Tulare County pension hikes PE target, moves to become a direct fund investor

The board approved doubling its private equity target allocation to 12%.

Tulare County Employees Retirement Association voted to increase its private equity allocation to 12 percent from 5 percent as it shifts to becoming a direct investor in PE funds.

The pension would need to commit $80 million to $90 million annually over the next decade to achieve its 12 percent allocation, which can range up to 16 percent maximum, according to a presentation before the board at its September meeting.

The TCERA Board of Retirement reviews its strategic asset allocation on an annual basis.  The adjustments to the allocation were a result of that review.
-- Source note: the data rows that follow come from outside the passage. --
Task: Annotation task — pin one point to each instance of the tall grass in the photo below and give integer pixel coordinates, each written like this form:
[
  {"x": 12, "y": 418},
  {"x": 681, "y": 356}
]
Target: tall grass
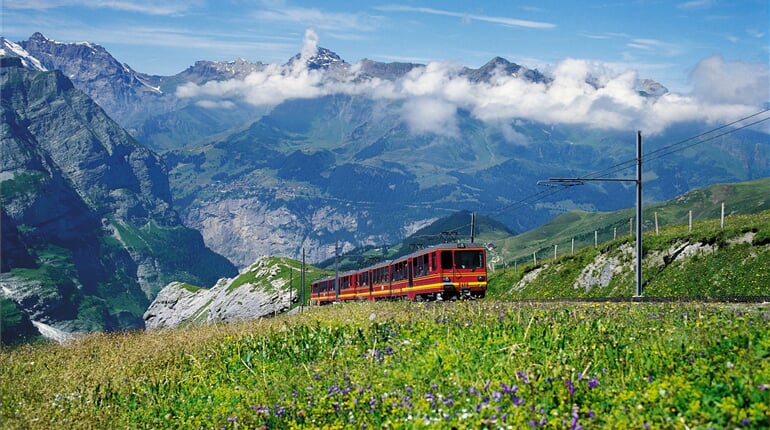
[{"x": 411, "y": 365}]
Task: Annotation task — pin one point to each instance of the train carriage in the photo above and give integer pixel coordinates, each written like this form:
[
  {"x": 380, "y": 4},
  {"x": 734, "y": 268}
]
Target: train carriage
[{"x": 440, "y": 272}]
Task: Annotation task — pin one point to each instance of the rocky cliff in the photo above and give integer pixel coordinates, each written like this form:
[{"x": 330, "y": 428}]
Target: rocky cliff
[
  {"x": 88, "y": 232},
  {"x": 263, "y": 289}
]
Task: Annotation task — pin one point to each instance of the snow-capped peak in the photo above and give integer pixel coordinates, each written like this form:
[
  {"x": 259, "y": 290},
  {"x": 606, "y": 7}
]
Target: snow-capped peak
[{"x": 10, "y": 49}]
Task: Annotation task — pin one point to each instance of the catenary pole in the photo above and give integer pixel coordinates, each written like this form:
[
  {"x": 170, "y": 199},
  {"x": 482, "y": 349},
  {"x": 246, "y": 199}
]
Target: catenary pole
[
  {"x": 570, "y": 182},
  {"x": 638, "y": 214}
]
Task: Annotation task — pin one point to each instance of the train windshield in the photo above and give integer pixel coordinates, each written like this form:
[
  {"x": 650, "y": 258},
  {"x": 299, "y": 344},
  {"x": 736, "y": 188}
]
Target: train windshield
[{"x": 463, "y": 259}]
“Given these commitment sizes, we believe a fund of funds approach is sub-optimal,” said one of the presentation slides. “The ease of implementation comes with contractual costs for 15-20 years.”
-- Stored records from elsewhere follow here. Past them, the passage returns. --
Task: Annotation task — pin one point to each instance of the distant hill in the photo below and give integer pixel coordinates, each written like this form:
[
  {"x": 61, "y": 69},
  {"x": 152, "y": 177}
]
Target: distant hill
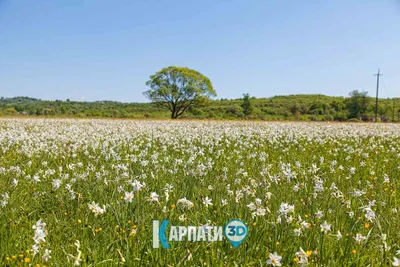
[
  {"x": 19, "y": 100},
  {"x": 284, "y": 107}
]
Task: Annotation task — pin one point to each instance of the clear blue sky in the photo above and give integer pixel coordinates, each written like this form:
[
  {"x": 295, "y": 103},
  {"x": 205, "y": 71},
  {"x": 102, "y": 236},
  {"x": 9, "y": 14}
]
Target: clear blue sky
[{"x": 106, "y": 50}]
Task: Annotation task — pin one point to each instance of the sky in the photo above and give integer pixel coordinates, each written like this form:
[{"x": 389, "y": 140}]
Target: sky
[{"x": 106, "y": 50}]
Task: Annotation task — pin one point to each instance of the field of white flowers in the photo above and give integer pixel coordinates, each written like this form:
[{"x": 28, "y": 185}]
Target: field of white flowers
[{"x": 85, "y": 192}]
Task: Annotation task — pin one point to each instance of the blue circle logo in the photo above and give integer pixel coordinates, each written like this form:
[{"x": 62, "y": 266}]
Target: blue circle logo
[{"x": 236, "y": 232}]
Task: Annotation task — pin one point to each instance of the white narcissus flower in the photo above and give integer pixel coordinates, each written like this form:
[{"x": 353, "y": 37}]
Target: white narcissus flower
[
  {"x": 153, "y": 197},
  {"x": 396, "y": 261},
  {"x": 128, "y": 197}
]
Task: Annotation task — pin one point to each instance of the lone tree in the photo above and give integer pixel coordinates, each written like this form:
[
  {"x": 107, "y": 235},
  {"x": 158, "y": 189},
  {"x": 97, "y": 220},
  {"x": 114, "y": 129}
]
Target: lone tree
[
  {"x": 178, "y": 88},
  {"x": 357, "y": 103}
]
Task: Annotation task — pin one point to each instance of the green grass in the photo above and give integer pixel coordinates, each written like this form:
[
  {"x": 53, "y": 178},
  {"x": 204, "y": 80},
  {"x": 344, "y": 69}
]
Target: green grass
[{"x": 99, "y": 160}]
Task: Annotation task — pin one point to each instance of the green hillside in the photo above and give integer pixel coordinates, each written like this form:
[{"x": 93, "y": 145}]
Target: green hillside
[{"x": 290, "y": 107}]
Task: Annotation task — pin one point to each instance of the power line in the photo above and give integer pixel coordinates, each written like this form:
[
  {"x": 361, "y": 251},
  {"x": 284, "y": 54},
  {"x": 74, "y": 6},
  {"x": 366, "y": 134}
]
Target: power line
[{"x": 377, "y": 90}]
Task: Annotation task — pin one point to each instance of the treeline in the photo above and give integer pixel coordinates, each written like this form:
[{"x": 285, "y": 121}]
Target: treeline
[{"x": 358, "y": 106}]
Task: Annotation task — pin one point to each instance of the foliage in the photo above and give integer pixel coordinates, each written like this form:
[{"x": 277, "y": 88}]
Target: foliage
[
  {"x": 290, "y": 107},
  {"x": 357, "y": 104},
  {"x": 179, "y": 88}
]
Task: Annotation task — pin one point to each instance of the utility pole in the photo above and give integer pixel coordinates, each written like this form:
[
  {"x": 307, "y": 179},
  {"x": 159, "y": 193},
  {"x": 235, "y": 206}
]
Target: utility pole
[{"x": 377, "y": 90}]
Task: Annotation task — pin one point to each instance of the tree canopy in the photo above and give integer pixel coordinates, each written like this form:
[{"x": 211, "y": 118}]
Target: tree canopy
[{"x": 177, "y": 88}]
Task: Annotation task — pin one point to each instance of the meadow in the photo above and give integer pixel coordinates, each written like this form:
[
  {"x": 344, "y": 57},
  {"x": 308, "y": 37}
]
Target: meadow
[{"x": 85, "y": 192}]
The current portfolio features eight PE fund commitments – all funds of funds. The current 5.05 percent allocation to PE is made up of the following commitments: $443,622 to Pantheon, $10.9 million to Stepstone (secondaries), $17.5 million to Ocean Avenue III, $17 million to Ocean Avenue IV, $28.9 million to Pathway fund 8, $21.6 million to Pathway Fund 9, $3 million to Pathway Fund 10 and $527, 330 to BlackRock Alternatives.

As of July 31, 2021, the system’s PE portfolio has a $108.4 million market value.
The system also rehired Verus Advisory as investment adviser.
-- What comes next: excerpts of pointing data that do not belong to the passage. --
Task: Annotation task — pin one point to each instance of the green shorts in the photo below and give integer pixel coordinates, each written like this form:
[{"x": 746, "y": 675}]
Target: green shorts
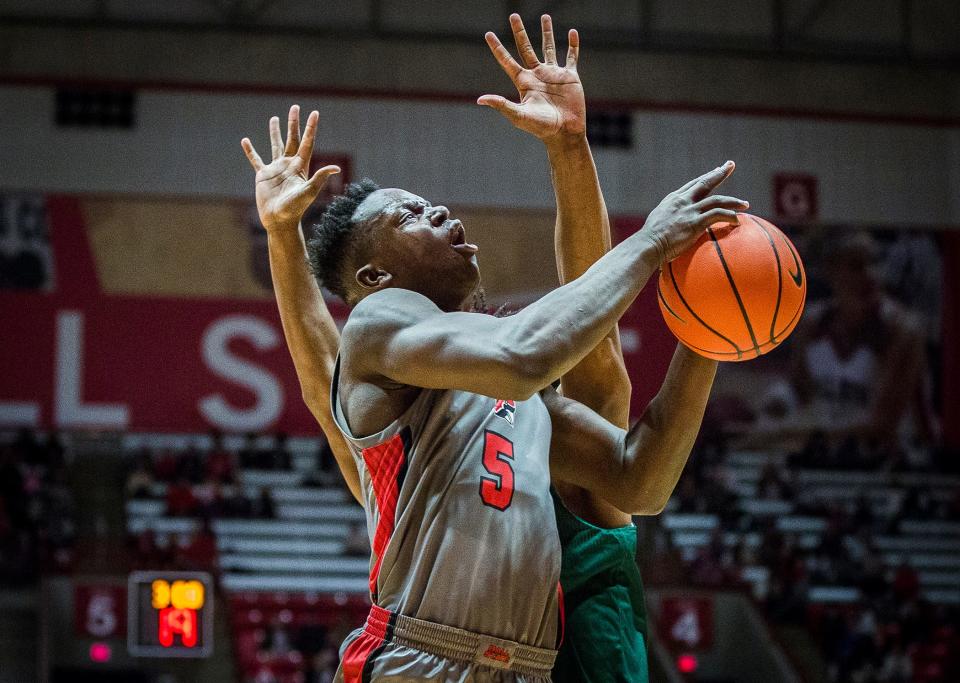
[{"x": 605, "y": 613}]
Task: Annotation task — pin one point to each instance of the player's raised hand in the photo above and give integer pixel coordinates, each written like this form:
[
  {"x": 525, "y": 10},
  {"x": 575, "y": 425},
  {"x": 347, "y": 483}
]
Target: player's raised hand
[
  {"x": 551, "y": 96},
  {"x": 682, "y": 216},
  {"x": 283, "y": 187}
]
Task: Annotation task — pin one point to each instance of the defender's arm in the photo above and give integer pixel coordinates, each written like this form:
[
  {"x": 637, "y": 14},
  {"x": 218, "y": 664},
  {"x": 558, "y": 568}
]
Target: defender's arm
[
  {"x": 635, "y": 470},
  {"x": 403, "y": 337}
]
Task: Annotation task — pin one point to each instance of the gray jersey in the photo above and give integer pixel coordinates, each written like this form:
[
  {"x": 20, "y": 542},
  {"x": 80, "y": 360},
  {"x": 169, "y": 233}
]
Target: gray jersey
[{"x": 462, "y": 526}]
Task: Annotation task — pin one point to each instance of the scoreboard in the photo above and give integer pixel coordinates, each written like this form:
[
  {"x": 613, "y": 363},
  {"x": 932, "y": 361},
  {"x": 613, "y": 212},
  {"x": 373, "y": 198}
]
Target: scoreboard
[{"x": 170, "y": 614}]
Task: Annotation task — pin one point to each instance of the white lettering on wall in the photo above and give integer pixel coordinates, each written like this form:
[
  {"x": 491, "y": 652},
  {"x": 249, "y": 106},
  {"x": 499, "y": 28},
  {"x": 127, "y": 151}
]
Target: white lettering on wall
[
  {"x": 216, "y": 354},
  {"x": 69, "y": 408}
]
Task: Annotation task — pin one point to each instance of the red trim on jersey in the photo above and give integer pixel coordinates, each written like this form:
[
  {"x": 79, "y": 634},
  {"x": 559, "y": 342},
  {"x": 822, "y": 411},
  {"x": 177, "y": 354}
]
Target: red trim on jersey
[
  {"x": 362, "y": 651},
  {"x": 386, "y": 463},
  {"x": 562, "y": 615}
]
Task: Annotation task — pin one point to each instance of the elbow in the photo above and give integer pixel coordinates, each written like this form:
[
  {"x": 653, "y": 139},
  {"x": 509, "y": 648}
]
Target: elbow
[
  {"x": 644, "y": 503},
  {"x": 652, "y": 507},
  {"x": 525, "y": 372}
]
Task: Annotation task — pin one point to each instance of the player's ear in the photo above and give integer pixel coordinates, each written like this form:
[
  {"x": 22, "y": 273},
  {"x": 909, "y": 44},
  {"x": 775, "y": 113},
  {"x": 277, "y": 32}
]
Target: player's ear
[{"x": 371, "y": 278}]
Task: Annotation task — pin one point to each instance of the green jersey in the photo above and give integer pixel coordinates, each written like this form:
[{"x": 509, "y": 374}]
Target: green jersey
[{"x": 606, "y": 618}]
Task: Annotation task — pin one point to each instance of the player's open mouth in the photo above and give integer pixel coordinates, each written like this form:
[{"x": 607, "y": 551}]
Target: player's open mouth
[{"x": 458, "y": 241}]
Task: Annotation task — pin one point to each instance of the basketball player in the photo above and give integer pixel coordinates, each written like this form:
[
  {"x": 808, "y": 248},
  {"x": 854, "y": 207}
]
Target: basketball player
[
  {"x": 416, "y": 648},
  {"x": 603, "y": 592}
]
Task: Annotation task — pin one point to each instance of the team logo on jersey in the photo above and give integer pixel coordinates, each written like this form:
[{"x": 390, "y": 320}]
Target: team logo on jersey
[
  {"x": 505, "y": 409},
  {"x": 497, "y": 654}
]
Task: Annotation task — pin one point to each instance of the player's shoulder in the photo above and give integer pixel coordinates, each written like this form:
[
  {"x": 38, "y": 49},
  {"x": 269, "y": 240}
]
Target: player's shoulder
[{"x": 385, "y": 311}]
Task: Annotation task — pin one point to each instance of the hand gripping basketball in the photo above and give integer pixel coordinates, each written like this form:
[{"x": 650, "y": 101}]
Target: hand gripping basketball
[{"x": 683, "y": 215}]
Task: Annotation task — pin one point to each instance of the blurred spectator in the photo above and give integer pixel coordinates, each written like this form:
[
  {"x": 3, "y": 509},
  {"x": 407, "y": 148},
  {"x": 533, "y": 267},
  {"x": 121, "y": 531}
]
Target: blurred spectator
[
  {"x": 220, "y": 464},
  {"x": 140, "y": 479},
  {"x": 249, "y": 455},
  {"x": 37, "y": 517},
  {"x": 357, "y": 543},
  {"x": 180, "y": 499},
  {"x": 859, "y": 358},
  {"x": 277, "y": 641}
]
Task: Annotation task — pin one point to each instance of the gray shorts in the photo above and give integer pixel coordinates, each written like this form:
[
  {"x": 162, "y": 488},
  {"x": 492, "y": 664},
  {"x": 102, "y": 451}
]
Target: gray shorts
[{"x": 392, "y": 648}]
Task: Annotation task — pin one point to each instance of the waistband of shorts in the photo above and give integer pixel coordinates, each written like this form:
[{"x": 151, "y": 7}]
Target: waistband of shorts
[{"x": 457, "y": 644}]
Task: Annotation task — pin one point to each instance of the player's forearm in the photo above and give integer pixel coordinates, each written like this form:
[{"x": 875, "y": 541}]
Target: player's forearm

“The adjustment to the private equity target was part of the complete review of the strategic asset allocation and after careful consideration, the board of retirement determined that it was prudent to adopt an asset mix that would offer a higher return potential,” according to Leanne Malison, retirement administrator for Tulare County, which is near Fresno, California.

The new strategic allocation includes an increase to public and private equity exposure, reduces fixed income exposure, and adds allocations to opportunistic real estate and infrastructure.

“The board of retirement expects increased return potential over the long term as compared to public equities and fixed income,” she said. “The largest increase was to the private equity allocation.”